Dado que o governo federal tem mudado mais do que cumprido suas metas de resultado primário nos últimos 21 ano, já passou da hora de repensar tal regra. Em um texto anterior, apresentei os quatro problemas operacionais de metas de resultado, quais sejam:
- Política fiscal pró-cíclica: o governo corta gasto e aumenta imposto na recessão, fazendo o oposto na expansão. Em vez de estabilizar, a política fiscal acaba desestabilizando a economia.
- Orçamento sanfona: todo ano começa com contingenciamento e termina com descontingenciamento de gasto primário.
- Orçamento irrealista: sabendo que haverá contingenciamento, todos os órgãos do governo pedem um orçamento acima do que realmente precisam.
- Corrida por aumento e vinculação de receita: o debate político enfatiza a criação de receita tributária, vinculada ao gasto considerado meritório pela classe política, de modo a não comprometer a meta de resultado primário.
Além das considerações teóricas acima, nossa história recente demonstra que metas de resultado aumentam a incerteza fiscal, com possibilidade de crise institucional grave quando o governo é de esquerda. Em resposta a esse problema político, como agentes econômicos racionais respondem a incentivos, desde 2016 nossas autoridades vêm adotando metas de déficit primário grandes o suficiente para diminuir o risco de não cumprimento da LRF.

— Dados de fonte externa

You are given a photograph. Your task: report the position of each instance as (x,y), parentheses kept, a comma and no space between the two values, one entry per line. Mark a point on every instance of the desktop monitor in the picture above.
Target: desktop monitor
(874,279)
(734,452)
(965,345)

Dilma propôs o primeiro orçamento com déficit e, como sempre acontece com o primeiro a fazer a mudança, foi penalizada por isso. Temer aumentou o orçamento com déficit e governou quase sem nenhuma restrição de resultado. Bolsonaro continuou a prática, adotando metas de déficit primário bem maiores do que a expectativa do governo e do mercado, de modo a não criar problemas para si mesmo.
O fato é que, desde 2016, o foco de nossa discussão fiscal já se deslocou para o tamanho do gasto público, mas o governo ainda não fez a mudança formal da meta fiscal da LRF. Espero que essa mudança ocorra no próximo mandato presidencial, com substituição da meta de resultado primário em prol de metas de gasto primário. Quais metas de gasto? Há várias alternativas, do teto Temer (congelamento do valor real) a regras mais racionais (com crescimento real não explosivo da despesa). Voltarei a esse tema em outro texto.
As opiniões expressas neste artigo são de responsabilidade exclusiva do autor, não refletindo necessariamente a opinião institucional da FGV.